You see the city plows do it all the time.
They roll through the neighborhood in their massive trucks and push mountains of snow onto the curbs.
If they can do it on the roadways, why can't you do it on your driveway?
With the proper parts and a little bit of know-how, you can turn your lawn or garden tractor into a snow plow.
This is a general guide, and should not take the place of your tractor and plow blade user manuals.
Make sure to remove the spark plug or disconnect the battery before you begin working.
You certainly don't want anything to accidentally turn on while your hands are in the mower deck.
So make sure, at the very least, to remove the spark plug. However, we recommend also disconnecting the battery.
Make sure your tractor is on a level surface so it doesn't roll on you, then lower the mower deck.
Remove the attachment bar(s). Refer to your tractor's owner manual to determine how this is done.
You may need to remove the deck from the PTO, disengaging it from the drive shaft.
Once everything is disconnected from the mower deck, slide it out from under the tractor.
Drape the chains over the tires, allowing them to hang down the front and back.
On the inside and outside of the tire, secure the locking mechanisms together to secure the chains in place.
To ensure that they're properly secured in place, drive the tractor forward and back and inspect the chains.
First, you'll have to attach the plow bracket to the front of your mower. This may require installing a subframe.
Many plow attachments include multiple types of subframe parts to fit multiple types of tractors.

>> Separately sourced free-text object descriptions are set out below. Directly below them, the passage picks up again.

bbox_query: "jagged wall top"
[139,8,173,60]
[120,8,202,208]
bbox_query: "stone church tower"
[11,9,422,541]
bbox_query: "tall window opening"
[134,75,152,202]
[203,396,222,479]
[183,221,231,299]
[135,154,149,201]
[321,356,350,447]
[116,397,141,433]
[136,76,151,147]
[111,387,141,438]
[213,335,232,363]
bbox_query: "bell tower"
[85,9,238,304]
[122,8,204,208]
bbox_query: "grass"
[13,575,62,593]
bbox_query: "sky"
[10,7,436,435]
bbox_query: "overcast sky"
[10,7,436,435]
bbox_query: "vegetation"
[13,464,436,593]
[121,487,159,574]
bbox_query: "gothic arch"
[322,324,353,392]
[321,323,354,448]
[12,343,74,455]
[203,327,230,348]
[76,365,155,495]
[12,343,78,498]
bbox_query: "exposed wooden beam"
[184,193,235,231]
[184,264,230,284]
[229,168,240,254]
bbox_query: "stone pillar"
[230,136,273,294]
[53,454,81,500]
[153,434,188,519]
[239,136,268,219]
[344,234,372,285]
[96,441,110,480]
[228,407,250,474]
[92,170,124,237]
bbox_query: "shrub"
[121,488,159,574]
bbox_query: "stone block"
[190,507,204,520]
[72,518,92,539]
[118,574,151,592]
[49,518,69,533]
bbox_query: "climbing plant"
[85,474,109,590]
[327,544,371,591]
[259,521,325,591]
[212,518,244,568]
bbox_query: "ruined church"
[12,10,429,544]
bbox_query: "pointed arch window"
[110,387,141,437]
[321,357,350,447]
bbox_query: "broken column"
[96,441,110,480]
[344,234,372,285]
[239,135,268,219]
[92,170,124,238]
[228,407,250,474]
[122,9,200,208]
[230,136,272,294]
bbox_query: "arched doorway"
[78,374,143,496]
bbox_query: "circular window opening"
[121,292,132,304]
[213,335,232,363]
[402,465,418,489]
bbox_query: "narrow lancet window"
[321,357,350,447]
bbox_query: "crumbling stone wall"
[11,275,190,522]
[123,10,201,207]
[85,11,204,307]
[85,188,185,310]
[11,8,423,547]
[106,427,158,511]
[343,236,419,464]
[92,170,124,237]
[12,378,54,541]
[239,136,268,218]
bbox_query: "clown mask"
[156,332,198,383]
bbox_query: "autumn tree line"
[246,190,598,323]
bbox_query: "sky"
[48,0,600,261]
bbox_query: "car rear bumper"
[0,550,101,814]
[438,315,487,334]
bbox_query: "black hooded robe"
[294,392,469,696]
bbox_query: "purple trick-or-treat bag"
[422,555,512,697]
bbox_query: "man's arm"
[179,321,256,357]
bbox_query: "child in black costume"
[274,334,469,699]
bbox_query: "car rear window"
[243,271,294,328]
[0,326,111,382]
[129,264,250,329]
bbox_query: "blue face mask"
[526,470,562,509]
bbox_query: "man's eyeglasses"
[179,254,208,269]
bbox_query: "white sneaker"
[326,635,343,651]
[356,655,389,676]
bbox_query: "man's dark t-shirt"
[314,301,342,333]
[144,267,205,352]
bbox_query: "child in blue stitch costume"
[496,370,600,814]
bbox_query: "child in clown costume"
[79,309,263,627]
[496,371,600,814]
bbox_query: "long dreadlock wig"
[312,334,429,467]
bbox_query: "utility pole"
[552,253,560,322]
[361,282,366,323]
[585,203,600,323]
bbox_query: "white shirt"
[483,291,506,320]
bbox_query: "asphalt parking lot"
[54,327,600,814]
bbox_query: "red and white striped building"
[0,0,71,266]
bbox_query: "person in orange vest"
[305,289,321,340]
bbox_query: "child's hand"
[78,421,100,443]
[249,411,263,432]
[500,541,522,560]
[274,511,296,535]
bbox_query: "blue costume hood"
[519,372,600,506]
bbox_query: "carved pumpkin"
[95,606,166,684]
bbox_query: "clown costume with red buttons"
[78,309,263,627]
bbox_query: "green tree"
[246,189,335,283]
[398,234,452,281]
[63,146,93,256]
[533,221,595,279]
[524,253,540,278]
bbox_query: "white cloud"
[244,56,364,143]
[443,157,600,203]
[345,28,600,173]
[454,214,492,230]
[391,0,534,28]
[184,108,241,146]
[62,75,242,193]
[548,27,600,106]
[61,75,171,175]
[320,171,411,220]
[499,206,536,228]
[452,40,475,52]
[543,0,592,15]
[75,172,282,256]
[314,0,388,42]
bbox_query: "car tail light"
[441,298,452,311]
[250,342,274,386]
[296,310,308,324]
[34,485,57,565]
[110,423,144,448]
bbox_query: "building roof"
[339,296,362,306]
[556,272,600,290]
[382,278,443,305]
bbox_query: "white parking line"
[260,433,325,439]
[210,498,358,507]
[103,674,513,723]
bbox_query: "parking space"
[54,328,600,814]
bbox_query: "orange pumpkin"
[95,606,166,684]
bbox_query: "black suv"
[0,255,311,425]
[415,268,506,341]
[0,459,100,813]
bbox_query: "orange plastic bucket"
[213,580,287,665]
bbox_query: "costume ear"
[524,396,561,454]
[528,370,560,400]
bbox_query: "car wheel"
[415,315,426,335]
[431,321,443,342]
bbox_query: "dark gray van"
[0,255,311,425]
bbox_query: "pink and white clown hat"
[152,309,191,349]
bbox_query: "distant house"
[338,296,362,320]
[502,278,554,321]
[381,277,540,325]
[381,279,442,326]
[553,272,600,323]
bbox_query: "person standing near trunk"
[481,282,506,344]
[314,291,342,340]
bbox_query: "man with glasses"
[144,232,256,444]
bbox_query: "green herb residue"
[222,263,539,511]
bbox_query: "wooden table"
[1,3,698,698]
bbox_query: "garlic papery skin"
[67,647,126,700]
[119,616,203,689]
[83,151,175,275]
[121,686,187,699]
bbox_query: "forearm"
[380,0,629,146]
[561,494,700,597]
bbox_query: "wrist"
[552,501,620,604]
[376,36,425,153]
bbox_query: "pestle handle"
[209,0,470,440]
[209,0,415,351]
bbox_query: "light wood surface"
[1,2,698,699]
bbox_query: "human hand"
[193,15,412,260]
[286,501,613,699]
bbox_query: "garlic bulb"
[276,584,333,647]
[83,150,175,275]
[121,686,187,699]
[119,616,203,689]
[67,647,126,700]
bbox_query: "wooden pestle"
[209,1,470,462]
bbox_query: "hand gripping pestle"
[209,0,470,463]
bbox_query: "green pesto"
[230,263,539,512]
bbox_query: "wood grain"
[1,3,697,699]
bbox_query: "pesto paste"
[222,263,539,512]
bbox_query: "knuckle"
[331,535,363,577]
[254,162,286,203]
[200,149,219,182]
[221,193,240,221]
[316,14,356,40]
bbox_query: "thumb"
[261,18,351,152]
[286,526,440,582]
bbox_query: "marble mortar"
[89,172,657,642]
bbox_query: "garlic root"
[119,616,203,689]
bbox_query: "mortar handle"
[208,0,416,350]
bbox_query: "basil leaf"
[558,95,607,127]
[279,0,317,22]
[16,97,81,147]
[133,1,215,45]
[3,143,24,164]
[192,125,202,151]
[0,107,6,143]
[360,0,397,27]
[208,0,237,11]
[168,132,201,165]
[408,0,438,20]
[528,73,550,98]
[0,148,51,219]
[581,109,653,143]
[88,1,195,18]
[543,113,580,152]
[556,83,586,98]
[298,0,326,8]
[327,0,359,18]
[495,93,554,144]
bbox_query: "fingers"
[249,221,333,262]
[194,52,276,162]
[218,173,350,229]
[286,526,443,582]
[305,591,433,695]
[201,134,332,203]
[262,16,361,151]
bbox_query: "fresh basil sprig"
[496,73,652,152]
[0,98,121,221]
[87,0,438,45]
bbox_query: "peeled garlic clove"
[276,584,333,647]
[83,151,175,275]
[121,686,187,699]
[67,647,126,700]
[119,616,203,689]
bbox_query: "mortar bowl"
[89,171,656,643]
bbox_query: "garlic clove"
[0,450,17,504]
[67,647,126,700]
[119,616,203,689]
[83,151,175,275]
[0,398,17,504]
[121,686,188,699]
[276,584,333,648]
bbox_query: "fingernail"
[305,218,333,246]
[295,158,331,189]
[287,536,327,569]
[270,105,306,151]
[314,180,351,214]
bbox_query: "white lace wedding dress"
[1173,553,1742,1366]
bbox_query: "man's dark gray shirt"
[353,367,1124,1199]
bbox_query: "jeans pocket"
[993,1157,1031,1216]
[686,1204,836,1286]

Reference your user manual to determine which parts to use, then secure them in place.
Lift the plow onto the brackets. This may require an extra set of hands. Secure the blade according to the user manual.
Connect any hydraulic hoses and secure into place, then gently pull on the hoses to ensure proper installation.
You can either install a rear weight bracket with weights, or you can use wheel weights.
Which kind of weights you use may depend on the type of tractor you have, but adding more weight to the back end of your tractor will help hold the wheels and chains tightly against the ground.
Check your work first. Go through your user manual again, making sure each step of the instructions has been completed accurately.
Try moving parts to ensure they're fully tightened, and visually inspect each part.
Once you're finished inspecting your work, you can try raising and lowering the blade. Try using the manual or hydraulic lift mechanism to raise the blade off the ground. Then take it for a test drive.